The European Super League was officially launched on April 18, 2021, by 12 founding clubs: Spain’s Real Madrid, Barcelona and Atlético de Madrid; Italy’s AC Milan, Inter Milan and Juventus; and England’s Liverpool, Manchester City, Chelsea, Manchester United and Tottenham Hotspur.

The clubs announced plans for a new competition starting in the 2021–22 season, featuring up to 20 teams: the 12 founders, three invited clubs, among them Paris Saint-Germain, and five additional teams qualifying annually based on sporting merit.

Promoters of the project promised annual revenues of around 400 million euros per club and justified the initiative as a response to what they described as the “instability of the current economic model of European football,” worsened by the COVID-19 pandemic.

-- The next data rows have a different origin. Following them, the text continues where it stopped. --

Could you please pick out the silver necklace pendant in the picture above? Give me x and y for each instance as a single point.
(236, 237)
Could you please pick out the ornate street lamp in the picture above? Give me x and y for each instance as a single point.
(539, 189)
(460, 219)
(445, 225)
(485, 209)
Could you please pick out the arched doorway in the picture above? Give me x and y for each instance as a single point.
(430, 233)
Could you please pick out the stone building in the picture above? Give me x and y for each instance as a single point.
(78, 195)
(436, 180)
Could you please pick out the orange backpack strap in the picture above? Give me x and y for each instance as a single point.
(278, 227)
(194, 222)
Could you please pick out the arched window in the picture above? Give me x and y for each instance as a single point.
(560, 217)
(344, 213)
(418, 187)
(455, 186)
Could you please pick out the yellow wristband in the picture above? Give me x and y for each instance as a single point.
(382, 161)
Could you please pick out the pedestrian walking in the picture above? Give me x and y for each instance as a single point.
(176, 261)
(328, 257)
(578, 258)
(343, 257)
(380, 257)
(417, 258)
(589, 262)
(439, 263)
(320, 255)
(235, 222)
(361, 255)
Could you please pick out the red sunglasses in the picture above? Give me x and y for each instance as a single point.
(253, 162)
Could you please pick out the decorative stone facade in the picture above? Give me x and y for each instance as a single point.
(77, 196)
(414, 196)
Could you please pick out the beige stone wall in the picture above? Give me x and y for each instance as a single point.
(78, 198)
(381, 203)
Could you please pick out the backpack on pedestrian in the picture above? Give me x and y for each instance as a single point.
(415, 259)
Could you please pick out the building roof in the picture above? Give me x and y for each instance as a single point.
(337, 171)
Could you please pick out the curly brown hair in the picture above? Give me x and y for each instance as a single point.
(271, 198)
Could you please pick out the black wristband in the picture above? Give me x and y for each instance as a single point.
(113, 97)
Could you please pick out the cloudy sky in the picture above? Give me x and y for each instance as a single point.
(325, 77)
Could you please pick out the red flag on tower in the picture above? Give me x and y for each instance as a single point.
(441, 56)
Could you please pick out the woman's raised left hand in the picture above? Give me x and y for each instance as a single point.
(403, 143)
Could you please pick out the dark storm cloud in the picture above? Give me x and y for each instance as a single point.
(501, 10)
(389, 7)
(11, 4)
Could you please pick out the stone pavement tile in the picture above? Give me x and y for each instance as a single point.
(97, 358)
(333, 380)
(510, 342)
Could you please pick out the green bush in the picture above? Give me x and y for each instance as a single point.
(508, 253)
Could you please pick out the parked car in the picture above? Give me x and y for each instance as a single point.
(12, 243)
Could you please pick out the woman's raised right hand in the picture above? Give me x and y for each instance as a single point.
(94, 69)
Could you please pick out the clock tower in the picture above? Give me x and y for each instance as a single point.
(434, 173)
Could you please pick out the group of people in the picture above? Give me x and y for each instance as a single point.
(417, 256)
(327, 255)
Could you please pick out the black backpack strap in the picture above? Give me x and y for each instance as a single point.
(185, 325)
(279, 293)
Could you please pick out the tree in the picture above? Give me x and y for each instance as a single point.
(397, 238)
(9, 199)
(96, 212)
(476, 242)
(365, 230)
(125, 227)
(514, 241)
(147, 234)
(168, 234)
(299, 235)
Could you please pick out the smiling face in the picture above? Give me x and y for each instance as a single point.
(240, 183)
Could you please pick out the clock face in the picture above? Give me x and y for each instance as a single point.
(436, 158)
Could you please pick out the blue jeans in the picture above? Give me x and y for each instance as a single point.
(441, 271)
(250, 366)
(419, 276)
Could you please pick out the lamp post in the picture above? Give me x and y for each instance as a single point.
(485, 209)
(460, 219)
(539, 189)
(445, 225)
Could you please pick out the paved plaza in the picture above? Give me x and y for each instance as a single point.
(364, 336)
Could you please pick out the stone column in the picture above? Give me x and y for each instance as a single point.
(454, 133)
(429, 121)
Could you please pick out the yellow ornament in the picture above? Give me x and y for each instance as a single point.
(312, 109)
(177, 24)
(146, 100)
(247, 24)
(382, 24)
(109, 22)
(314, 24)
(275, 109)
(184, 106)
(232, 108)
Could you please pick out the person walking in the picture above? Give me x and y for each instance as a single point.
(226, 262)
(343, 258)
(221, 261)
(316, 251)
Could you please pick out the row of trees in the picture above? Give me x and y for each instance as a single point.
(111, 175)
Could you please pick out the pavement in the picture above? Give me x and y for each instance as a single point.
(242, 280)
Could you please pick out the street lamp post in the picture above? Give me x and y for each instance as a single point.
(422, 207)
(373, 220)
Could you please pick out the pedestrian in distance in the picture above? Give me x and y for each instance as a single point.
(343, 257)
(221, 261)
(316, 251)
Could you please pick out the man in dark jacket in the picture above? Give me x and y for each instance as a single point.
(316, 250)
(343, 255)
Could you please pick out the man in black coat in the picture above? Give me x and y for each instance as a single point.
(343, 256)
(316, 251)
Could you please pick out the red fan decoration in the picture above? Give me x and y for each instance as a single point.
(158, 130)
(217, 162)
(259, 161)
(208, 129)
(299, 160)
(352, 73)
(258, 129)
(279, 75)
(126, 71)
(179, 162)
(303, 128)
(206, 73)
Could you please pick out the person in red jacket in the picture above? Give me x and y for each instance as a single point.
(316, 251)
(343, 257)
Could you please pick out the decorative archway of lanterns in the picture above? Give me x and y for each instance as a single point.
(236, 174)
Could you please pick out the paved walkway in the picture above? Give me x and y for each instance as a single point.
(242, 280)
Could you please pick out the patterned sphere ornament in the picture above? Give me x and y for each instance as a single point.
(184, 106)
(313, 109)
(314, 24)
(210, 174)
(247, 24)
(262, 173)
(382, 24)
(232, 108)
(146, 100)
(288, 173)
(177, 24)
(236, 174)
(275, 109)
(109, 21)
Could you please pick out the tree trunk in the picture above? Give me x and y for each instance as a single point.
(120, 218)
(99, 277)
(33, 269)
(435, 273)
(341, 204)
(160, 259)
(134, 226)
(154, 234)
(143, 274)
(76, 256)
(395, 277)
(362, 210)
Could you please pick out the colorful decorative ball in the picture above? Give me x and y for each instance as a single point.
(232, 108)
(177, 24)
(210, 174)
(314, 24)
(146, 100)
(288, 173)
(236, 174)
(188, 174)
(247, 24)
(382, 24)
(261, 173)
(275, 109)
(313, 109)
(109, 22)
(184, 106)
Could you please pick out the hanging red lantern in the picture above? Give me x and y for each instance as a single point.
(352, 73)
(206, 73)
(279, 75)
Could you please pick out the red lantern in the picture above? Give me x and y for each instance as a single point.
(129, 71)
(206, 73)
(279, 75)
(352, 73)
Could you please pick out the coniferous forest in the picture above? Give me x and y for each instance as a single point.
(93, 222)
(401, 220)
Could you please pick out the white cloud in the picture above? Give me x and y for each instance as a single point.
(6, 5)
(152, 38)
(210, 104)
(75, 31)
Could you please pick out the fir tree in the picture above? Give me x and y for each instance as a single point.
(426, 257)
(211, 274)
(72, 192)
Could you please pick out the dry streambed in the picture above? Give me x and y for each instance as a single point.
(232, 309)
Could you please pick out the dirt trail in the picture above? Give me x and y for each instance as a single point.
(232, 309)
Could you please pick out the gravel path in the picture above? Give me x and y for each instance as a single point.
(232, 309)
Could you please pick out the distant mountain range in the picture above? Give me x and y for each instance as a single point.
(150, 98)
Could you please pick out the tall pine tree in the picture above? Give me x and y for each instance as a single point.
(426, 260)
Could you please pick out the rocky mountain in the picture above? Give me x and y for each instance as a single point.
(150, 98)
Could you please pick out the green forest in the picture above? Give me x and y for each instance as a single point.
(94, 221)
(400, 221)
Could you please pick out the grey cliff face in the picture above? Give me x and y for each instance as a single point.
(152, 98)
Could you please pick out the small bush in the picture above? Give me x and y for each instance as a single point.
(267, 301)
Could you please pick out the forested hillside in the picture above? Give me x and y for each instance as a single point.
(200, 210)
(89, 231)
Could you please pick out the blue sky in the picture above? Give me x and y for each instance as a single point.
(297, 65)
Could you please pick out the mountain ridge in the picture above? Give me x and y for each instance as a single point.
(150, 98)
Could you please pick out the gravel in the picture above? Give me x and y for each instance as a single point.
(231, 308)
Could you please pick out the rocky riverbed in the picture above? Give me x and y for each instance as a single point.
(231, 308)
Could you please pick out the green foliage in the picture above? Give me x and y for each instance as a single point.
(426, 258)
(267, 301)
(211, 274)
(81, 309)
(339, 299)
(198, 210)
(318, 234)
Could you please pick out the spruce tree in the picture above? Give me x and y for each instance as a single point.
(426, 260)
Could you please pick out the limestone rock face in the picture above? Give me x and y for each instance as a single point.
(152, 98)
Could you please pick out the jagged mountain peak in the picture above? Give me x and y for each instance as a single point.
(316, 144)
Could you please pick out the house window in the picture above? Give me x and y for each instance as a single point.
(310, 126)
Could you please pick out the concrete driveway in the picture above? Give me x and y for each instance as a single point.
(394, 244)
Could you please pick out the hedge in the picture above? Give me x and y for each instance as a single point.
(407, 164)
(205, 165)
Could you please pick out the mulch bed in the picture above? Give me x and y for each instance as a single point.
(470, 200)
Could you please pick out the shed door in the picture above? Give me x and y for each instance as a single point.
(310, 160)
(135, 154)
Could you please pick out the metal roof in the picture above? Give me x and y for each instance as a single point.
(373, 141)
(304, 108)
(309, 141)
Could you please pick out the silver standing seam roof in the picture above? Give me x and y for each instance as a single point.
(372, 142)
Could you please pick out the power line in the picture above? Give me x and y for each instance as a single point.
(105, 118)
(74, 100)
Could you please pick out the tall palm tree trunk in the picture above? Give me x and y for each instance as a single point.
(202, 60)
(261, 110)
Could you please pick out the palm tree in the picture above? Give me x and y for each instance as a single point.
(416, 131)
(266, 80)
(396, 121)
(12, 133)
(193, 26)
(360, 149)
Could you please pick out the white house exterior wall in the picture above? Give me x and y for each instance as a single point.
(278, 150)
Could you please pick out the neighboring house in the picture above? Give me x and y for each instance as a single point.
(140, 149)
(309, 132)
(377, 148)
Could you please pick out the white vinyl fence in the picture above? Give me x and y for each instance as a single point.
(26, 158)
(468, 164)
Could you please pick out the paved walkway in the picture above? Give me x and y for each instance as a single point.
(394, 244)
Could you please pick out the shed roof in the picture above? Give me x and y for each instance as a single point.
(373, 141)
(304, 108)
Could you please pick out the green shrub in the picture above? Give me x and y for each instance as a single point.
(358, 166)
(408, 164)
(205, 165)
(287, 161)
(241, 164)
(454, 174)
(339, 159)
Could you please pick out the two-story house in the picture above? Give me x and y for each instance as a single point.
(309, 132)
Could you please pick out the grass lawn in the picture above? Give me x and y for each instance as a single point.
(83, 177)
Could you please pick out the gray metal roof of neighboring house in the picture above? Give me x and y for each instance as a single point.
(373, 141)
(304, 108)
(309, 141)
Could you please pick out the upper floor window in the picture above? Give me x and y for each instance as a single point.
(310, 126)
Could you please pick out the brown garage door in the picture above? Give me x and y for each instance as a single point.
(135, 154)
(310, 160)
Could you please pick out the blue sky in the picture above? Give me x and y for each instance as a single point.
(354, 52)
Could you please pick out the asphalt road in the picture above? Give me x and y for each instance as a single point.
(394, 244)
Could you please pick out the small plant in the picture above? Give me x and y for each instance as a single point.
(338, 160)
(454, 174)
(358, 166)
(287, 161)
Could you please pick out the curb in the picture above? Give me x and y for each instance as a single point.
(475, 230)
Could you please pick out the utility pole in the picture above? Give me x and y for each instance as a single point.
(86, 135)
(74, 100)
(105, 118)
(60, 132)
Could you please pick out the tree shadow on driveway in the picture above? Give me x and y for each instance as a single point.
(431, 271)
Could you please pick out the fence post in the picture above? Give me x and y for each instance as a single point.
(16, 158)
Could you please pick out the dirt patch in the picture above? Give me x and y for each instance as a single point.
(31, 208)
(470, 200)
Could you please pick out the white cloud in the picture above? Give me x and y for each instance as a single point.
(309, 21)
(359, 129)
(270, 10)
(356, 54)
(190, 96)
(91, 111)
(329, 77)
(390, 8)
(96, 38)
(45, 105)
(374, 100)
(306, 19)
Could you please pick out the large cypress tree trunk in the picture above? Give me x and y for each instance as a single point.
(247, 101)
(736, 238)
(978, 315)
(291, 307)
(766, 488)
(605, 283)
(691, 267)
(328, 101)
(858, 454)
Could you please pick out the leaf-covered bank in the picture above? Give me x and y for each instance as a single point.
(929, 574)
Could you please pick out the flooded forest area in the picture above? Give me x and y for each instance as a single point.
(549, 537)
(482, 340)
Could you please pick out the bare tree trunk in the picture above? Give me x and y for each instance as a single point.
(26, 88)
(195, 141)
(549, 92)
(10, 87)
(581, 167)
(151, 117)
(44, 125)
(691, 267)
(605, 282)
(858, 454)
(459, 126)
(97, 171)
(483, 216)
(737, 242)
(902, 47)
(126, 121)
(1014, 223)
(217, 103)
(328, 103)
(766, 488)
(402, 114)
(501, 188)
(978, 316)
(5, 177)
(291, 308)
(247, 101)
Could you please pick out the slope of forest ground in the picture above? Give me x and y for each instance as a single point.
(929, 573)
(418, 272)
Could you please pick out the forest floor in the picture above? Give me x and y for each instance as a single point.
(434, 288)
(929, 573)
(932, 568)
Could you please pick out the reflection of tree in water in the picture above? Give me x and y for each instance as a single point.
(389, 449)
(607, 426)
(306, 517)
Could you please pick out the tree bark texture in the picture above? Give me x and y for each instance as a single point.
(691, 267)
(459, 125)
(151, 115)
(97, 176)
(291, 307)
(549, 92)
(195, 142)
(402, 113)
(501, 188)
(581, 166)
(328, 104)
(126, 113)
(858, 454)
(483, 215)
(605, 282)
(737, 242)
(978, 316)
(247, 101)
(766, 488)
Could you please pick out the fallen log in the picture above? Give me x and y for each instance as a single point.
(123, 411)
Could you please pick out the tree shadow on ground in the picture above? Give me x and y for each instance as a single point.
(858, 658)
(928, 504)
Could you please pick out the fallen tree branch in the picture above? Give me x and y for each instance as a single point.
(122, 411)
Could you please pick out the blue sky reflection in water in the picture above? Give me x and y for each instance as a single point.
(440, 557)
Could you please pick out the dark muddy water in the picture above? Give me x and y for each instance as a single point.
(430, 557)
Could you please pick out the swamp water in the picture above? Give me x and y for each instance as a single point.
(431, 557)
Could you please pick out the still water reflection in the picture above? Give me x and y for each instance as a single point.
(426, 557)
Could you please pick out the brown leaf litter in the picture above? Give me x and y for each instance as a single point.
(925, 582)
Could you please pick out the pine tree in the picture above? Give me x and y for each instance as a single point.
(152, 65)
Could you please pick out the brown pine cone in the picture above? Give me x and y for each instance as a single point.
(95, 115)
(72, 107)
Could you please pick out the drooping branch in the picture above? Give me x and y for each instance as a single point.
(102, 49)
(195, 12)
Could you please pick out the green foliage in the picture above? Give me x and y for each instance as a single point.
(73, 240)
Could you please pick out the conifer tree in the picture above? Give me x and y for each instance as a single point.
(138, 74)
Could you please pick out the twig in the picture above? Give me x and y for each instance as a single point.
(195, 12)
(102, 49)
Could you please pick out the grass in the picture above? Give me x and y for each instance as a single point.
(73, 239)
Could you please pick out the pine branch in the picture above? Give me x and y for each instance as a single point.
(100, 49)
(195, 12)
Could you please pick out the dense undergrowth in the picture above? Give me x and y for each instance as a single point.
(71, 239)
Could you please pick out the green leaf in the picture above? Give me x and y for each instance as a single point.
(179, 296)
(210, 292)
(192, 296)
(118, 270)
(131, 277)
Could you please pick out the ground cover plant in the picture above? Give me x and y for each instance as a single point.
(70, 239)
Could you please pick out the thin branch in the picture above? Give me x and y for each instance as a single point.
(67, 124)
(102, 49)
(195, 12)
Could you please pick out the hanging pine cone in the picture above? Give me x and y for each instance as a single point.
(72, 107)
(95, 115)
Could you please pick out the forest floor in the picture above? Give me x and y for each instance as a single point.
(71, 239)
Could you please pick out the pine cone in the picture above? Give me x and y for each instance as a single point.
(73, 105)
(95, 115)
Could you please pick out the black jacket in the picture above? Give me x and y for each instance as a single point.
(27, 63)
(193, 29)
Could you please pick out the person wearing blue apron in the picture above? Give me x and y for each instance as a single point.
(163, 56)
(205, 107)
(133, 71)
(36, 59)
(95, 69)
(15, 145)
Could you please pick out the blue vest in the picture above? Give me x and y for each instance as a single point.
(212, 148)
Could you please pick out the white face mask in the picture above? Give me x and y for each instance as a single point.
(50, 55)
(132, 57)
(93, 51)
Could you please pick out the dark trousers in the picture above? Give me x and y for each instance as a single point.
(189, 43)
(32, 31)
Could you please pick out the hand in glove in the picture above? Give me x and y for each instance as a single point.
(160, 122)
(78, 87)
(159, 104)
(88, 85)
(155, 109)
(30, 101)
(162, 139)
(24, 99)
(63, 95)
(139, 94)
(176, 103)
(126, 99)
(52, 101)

From the outset, UEFA, national federations, domestic leagues in Spain, England and Italy, and the ECA strongly opposed the plan.

Following fan protests, the six English clubs withdrew within days, followed shortly by Atlético de Madrid, AC Milan and Inter Milan.

In June 2023, Juventus formally informed Real Madrid and Barcelona of its withdrawal, amid an ongoing legal dispute between the Super League and UEFA that culminated in a ruling by the Court of Justice of the European Union (CJEU) in December 2023.

The court ruled that FIFA and UEFA regulations requiring prior authorization for new club competitions, such as the Super League, violated European Union law. It also found that both bodies had abused their dominant position, while clarifying that a project like the Super League does not automatically have to be authorized.

The penultimate chapter came in early October, when Barcelona publicly staged what was widely seen as its definitive disengagement from the project.

Laporta was a central figure at the annual assembly of the former ECA, now the European Football Clubs (EFC), held last Wednesday in Rome, where he offered to mediate between UEFA and the Super League.

He openly advocated Barcelona’s full reintegration into European football institutions, effectively ending the club’s alignment with Florentino Pérez.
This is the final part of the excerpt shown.